Origins of major archaeal clades do not correspond to gene acquisitions from bacteria

Mathieu Groussin; Bastien Boussau; Gergely Szöllősi; Laura Eme; Manolo Gouy; Céline Brochier-Armanet; Vincent Daubin

doi:10.1101/019851

Abstract

In a recent articxle, Nelson-Sathi et al. [NS] report that the origins of Major Archaeal Lineages [MAL] correspond to massive group-specific gene acquisitions via horizontal gene transfer (HGT) from bacteria (Nelson-Sathi et al., 2015, Nature 517(7532):77-80). If correct, this would have fundamental implications for the process of diversification in microbes. However, a re-examination of these data and results shows that the methodology used by NS systematically inflates the number of genes acquired at the root of each MAL, and incorrectly assumes bacterial origins for these genes. A re-analysis of their data with appropriate phylogenetic models accounting for the dynamics of gene gain and loss between lineages supports the continuous acquisition of genes over long periods in the evolution of Archaea.

Results and Discussion

Reconstructing genome histories is a major challenge in evolutionary biology and the subject of a large body of literature (Maddison 1997; Snel et al. 2002; Mirkin et al. 2003; Hahn 2007; Csűrös 2010; Boussau et al. 2013; Szöllõsi et al. 2013). In a recent study, NS devised an ad-hoc method to infer ancestral gene acquisitions in the history of Archaea (Nelson-Sathi et al. 2015).
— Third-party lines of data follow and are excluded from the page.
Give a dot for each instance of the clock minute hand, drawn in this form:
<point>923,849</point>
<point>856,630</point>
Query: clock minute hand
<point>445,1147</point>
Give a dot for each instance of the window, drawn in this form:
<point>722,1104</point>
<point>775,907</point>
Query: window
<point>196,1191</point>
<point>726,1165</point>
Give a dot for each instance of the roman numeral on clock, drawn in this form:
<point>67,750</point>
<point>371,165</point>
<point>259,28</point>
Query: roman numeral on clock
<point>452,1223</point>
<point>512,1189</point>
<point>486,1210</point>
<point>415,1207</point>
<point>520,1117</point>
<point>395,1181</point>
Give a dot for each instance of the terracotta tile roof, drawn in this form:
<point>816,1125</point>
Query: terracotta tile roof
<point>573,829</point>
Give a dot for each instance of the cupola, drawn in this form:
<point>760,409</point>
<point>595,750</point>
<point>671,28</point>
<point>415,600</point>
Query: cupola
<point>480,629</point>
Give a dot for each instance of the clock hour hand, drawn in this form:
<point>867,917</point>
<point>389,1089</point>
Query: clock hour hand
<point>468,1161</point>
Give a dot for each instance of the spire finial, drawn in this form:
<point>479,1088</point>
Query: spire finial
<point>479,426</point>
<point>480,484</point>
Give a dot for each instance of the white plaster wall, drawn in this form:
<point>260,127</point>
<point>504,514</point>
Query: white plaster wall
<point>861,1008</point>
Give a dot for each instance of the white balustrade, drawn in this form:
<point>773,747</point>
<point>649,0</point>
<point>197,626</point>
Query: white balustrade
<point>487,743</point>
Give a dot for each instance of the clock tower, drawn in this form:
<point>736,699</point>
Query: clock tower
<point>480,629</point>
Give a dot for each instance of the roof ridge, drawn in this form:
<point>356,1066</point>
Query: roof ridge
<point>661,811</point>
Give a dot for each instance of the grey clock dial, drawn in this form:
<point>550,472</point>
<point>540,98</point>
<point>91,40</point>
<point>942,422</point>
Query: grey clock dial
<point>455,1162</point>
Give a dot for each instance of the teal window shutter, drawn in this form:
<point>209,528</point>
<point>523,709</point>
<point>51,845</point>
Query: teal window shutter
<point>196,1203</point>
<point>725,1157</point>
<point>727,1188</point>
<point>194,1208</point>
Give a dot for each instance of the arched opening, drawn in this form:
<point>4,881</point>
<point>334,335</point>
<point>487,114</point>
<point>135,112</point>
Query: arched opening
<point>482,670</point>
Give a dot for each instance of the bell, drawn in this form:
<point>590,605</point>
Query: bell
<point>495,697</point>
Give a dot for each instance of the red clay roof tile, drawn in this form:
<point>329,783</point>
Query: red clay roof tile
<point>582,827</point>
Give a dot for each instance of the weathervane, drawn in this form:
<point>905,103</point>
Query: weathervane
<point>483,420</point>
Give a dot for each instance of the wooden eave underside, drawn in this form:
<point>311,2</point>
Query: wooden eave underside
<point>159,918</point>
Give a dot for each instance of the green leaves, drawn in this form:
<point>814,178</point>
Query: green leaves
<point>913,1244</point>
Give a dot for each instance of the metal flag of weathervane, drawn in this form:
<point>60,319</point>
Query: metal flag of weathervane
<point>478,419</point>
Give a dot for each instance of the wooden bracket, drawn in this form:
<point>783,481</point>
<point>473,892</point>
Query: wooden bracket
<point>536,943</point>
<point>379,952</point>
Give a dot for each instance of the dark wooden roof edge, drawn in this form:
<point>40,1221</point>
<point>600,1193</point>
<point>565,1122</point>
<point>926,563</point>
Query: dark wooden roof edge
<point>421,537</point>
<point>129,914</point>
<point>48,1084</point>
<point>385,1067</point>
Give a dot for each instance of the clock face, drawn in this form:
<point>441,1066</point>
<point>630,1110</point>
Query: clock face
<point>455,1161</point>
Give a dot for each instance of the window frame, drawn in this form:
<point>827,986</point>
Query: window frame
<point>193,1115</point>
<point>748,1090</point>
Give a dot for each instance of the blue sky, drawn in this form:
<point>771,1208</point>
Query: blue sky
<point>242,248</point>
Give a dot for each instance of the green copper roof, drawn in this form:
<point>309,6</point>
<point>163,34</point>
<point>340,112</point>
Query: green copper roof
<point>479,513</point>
From 134 archaeal proteomes, they built 25,762 protein families of which 2,264 had at least two representatives in a single MAL (forming a monophyletic group) and at least two bacterial homologs (out of 1,847 genomes) belonging to species from two different phyla. NS concluded that all 2,264 gene families were acquired from Bacteria at the origin of MALs, implying that these acquisitions probably promoted their origin and evolutionary success.

A close look at the results of NS is enough to convince oneself that there are problems with their approach. The set of genes that NS infer to have been acquired at the roots of MAL comprises 2,264 gene “clusters”, which are called “import” clusters. Fig. 1a presents the tree reconstructed from one of them, “Cluster 23981”, which we simply sampled from the list of “import” clusters available as supplementary material accompanying NS (table 3 from supplementary data) (Nelson-Sathi et al. 2015). This gene is found in only two sister species from a single archaeal genus (Methanosarcina), nested in the order Methanosarcinales (one of the 12 MALs) (Petitjean et al. 2015), and two very distantly related Bacteria (Bradyrhizobium japonicum, an alphaproteobacterium and Granulicella tundricola, an acidobacterium), from two different phyla (out of 1,981 genomes in total). Inclusion of this cluster in the “import” set implies that, according to NS: i) the gene was transferred before the origin of Methanosarcinales and ii) that it is “very widespread among diverse bacteria, clearly indicating that [it is an] archaeal acquisition from bacteria, or import” (Fig. 1) (Nelson-Sathi et al. 2015). The first is akin to saying that a gene present only in chimpanzee and human necessarily originated in the ancestor of all Vertebrates and has since undergone systematic gene loss in all other vertebrate species. Similarly, a “widespread” distribution (ii) signifies transfer from a bacterial donor only if it is interpreted as a sign of antiquity in Bacteria, again implying extensive gene losses, this time in Bacteria. A much more parsimonious scenario (Fig. 1) requires only two transfers, and avoids massive convergent losses in Archaea and Bacteria. In this scenario, the gene is acquired at the origin of the genus Methanosarcina (but not the phylum Methanosarcinales), and the direction of HGT is unknown.

Figure 1: Shoehorning HGTs to the origins of archaeal phyla.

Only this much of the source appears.